Kusura bakmayın, kusurlarınıza bakın!






Kendi yolunu biliyor musun? Ya da kendine bir yol çizdin mi?

Ne olursa olsun o yoldan dönmeyeceğim dedin mi? Dedin diyelim..

Yolda karşına çıkıp da felaket tellallığı yapacaklar var, seni tehlikeye atacaklar var, yolun sonu karanlık diyecekler var, biz farklı yöne gidiyoruz sen de gel diye kanına girecekler var.

Var bu lanet olasıcalar, olsunlar zaten.. Yoksa çok kolay olurdu ilerlemek.

Biz kolay işi de sevmeyiz. Sıkılırız yani.. İnsanoğlu bu, yaranamazsın. Zor dersin kolay ister, hafif dersin ağır ister, az verirsin çok ister, alacak gücü varsa beğenmez, imkansızı hedefler, olmayınca küser, gider.
Ahh bu biz!

Hepimizi bir kazana atıp altına kibrit çöpü çakmalı!

Çünkü hepimiz aynı hatayı yapıyoruz. Kazanmaya odaklı yaşıyoruz. Bu, beraberinde korkuyu getiriyor, çelişkiyi getiriyor. Böyle hareket edildiği zaman ise kararlarımızı mantıklı veremiyoruz. Kazanmaya ihtiyacımız olduğunda kazanamıyoruz.

Kumarbazlar para kazanmaya başladıkça durmazlar, kaybettikçe de durmazlar, kaybettiklerini telafi etme çabası vardır ya da kazandıklarının üzerine ekleme yolundadırlar. Sonuç odaklıdır hepsi..

Bizim hayatımızın sonu da belli: Ölüm

Bunun bir kazanç mı kayıp mı olduğunuz bilmiyoruz henüz ama yaşadığımız bir hayat var, sonuna kilitlenirsek yaşamdan zevk alamayacağız. Baştan kaybettiğimizi kabullenirsek yine aynı şey olacak.

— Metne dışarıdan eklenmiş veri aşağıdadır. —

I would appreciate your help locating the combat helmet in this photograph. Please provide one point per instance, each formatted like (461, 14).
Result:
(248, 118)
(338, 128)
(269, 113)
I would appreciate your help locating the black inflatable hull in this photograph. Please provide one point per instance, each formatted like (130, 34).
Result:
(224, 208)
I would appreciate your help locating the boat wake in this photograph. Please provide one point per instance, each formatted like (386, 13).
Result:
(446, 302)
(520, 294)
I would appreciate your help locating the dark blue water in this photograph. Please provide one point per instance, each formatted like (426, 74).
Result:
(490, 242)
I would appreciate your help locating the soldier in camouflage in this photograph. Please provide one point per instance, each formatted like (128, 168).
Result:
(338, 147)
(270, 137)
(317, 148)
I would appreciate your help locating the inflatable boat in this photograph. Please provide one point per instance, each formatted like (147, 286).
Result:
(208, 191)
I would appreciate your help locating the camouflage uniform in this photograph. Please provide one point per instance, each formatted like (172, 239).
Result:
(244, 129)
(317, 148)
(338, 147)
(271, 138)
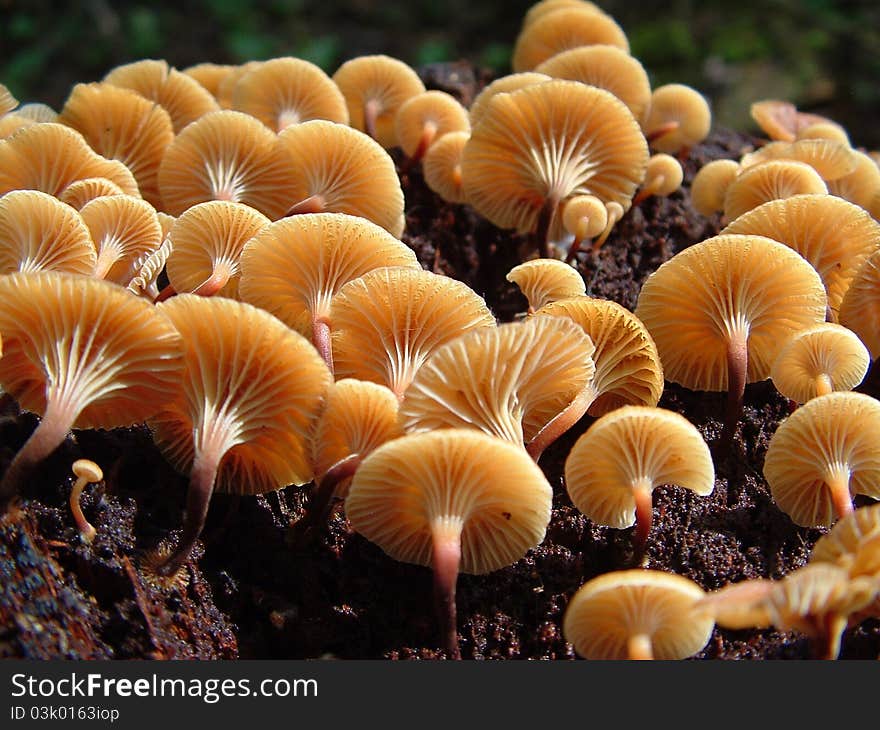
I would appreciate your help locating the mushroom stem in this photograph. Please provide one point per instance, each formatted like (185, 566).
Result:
(445, 559)
(561, 422)
(737, 368)
(321, 340)
(312, 204)
(48, 436)
(639, 647)
(823, 384)
(642, 494)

En iyi tutum bağlanmamak, objektif olmak, gittiğin yolda başına gelebilecekleri öngörmekten geçiyor galiba..

Yorulduysan duracaksın, bekle biraz, sakin ol, nefes al, dinlenme alanı oluştur kendine, kimse arkandan kovalamıyor ama tembelliğe vurma tabi!

Kendini hazır hissettiğinde tekrar başla, umursamadan ilerle..

Masaya oturduğunda elini sağlam tut, restine rest ulan diyecek biri çıkar mutlaka ama her masada blöf çekilmez, dikkatli ol, yerinde zamanında doğru masada olacaksın.

Sınırlarını biliyorsan pas demezsin. Kendine güveniyorsan yoluna çıkanları kontrol altına alabilirsin. Bedelini ödeyeceğin şeyleri kestirebilirsin.Elindeki iki as'a güvenmeyeceksin. 
Son kağıtlar açılmadan kazandım demeyeceksin.